On 12/18/2023 at 9:56 a.m., during an interview, Resident 2 stated that the day of the incident (did not recall the exact date), she saw Resident 1 in her (Resident 2) room, sitting on her (Resident 2) bed, drinking her (Resident 2) soda. Resident 2 said she told Resident 1 to get out of the room and then, Resident 1 threw the soda, punched her (Resident 2) on the face about five times, then punched her (Resident 2) on the body and threw her (Resident 2) on the floor. Resident 2 stated she was yelling for help, but nobody came. Resident 2 said that Resident 1 left the room, and she (Resident 2) was able to get up from the floor and noticed blood on her face. Resident 2 stated she went out of the room and saw a staff (Housekeeper 1 [HKP 1]), who assisted her to go to the SSD’s office. Resident 2 stated the nurses cleaned her face, applied ice pack, and gave her pain medications. Resident 2 stated that she felt physically and emotionally violated. Resident 2 stated she had to be more cautious because she does not know if someone else will unexpectedly do the same thing to her again.
On 12/18/2023 at 10:21 a.m., during an interview, HKP 1 stated that on 12/6/2023, at around 7 a.m., she heard someone saying “help” and saw Resident 1 coming out of Resident 2’s room. HKP 1 stated that Resident 2 walked out of the room with the resident’s (Resident 2) hands on the face and there was blood on Resident 2’s hands and face mask. HKP 1 stated she assisted Resident 2 to the SSD’s office.
On 12/18/2023 at 10:33 a.m., during an interview, the SSD stated that on 12/6/2023, she came to work at 5 a.m. and was in her office when around 7 a.m., HKP 1 brought Resident 2 to her office, who had a bloody nose. The SSD stated Registered Nurse 1 (RN 1) was walking by and assisted Resident 2. The SSD stated Resident 2 reported to her (SSD) that Resident 1 was in her room and punched her on the face. SSD also stated that Certified Nursing Assistant 3 (CNA 3) from the night shift went to Resident 1’s room after the incident with Resident 2, and Resident 1 hit CNA 3. SSD stated she called the police and Resident 1 was taken by the police.
On 12/19/2023 at 9:15 a.m., during an interview, the Director of Nursing (DON) stated that the physical altercation incident (12/6/2023) between Residents 1 and 2 was the first. The DON stated Resident 2 sustained physical harm from the physical abuse inflicted by Resident 1.

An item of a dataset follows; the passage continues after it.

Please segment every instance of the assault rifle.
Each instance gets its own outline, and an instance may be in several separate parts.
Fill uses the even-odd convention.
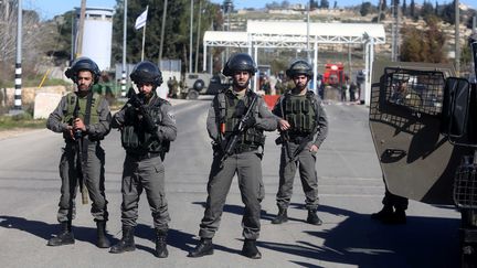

A review of the current facility provided policy and procedure titled, “Abuse Prevention Program,” dated 1/2023, indicated that as part of the resident abuse prevention, the administration will protect the resident from abuse by anyone including, but not limited to: facility staff, other residents, consultants, volunteers, staff from other agencies, family members, legal representatives, friends, visitors, or any other individual.
A review of the current facility provided policy and procedure titled, “Resident Rights,” dated 1/2023, indicated that federal and state laws guarantee certain basic rights to all residents of the facility. These rights include the resident’s right to be free from abuse, neglect, misappropriation of property (is the unauthorized or improper use of someone else’s property or funds, usually for personal gain or advantage), and exploitation (the action of treating someone unfairly for your advantage).
The facility failed to ensure Resident 2 had the right to be free from physical abuse on 12/6/2023 at 7 a.m. when Resident 1, who had recent history of striking out, was impulsive, aggressive and was able to walk around unassisted, hit Resident 2 several times on the face and body.
As a result, Resident 2 was subjected to physical abuse by Resident 1 while under the care of the facility, causing Resident 2 to have a nosebleed, generalized pain, nasal pain, and requiring first aid. Resident 2 manifested feelings of anxiety and feeling physically and emotionally violated.
The above violations had a direct relationship to the health, safety, or security of Resident 2.